白孤帆深吸一口气,看的出来,他被这里的气息深深迷住了。
夜色已经笼罩这片森林。月色斑驳这句话在这密密的森林里得到了更深的诠释。月光透过树叶倾洒下来,在青绿的草地上形成的斑点宛如一个个明媚的笑脸。
这里是森林的深处一处草地中。周围是高高的灌木。在许晴依的带领下,王不凡他们终于摆脱了后面的追捕。很奇怪,许晴依似乎总能在最危险的时刻躲过危险。比如在方才的逃亡中,追捕的军队对森林的边缘进行过系统的轰炸。其中有一批炸弹几乎就要炸到他们,可在许晴依的指示下,所有人静静地匍匐在固定的地点竟然全都毫发未伤。王不凡不得不承认,这个许晴依除了能让人瞬间蒸发的能力外,似乎还有预知的能力。
这是所有人在逃出实验室后第一次大聚会。王不凡终于知道了以前自己所不知道的事。比如,由于自己被子弹爆头却没有死的奇迹,他被送入了特别事件研究所。又比如,他们这群人的身份。
“大概情况就是这样了。我们都是国家近三十年来所搜集到的特异功能者。我们都是当够了小白鼠。不想再把命运交到别人手上,所以才决定逃出来的。当然,由于时间仓促,我们没有救出所有同伴,而你的禁闭室正好在我的房间下面,我们在逃出来的时候就顺便捎带上了你。我们进去的时候,研究所的人正在给你注射安定死亡剂。可以看出,他们不知道什么原因决定让你自然死亡了。”
许晴依缓缓地说出这些话,然后静静地看着王不凡。
由于担心暴露目标,所以并没有点起篝火。只有斑驳的月光给大家提供丝丝的光线。
王不凡安静地听完这些。眼神扫过众人。这次逃出来的人还真不少,细算一下竟然有三十四人之多。大部分人都还穿着研究所中的灰白服装,右胸上的编码在月光下显得刺眼。只是,王不凡却什么都没有说。他能将自己眼睛能够透视的异能隐瞒下来,自然也不会对众人有什么特别的好感。他的心灵还是封闭的。

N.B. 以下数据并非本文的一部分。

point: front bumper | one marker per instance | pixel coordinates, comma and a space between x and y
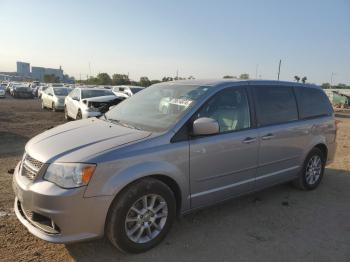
73, 217
22, 94
87, 114
59, 106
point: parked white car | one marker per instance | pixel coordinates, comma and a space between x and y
53, 97
126, 91
89, 102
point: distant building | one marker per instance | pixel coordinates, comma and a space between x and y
23, 69
38, 73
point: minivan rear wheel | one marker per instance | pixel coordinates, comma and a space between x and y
79, 115
312, 172
141, 216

事实上,安静坐在四周的人里,也有不少人对王不凡露出谨慎和戒备的神色。在许晴依的介绍中,王不凡知道,这次逃出来的所有人都是有着一项或者两项异能的人。比如许晴依,她的能力微粒分解术以及危险预知。那个总是臭着个脸的小冰,她的异能是夜间视物,不过据说还能飞翔。不过王不凡没有发现她有这方面的才能展露。而方才夹着他一路狂奔的白孤帆,所展现出来的能力是巨力以及如猿猴般矫健的身手。

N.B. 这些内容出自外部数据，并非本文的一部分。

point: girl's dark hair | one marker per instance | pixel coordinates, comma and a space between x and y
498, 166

除此之外,还有一个叫易磊的中年人,他的能力是空气凝固。据说他是最早进研究所的人之一。迄今已经四十七岁了。大半辈子都是在研究所中度过的。对外界几乎是毫无所知。
这些人里,什么能力都有。王不凡注意到,这次逃出来的众人没有一个能力是重复的。而且每个人的能力似乎都正好能互补。比如众人中,除了小冰能夜间视物外,没有一个人的眼神有他那么好。这是一种巧合吗?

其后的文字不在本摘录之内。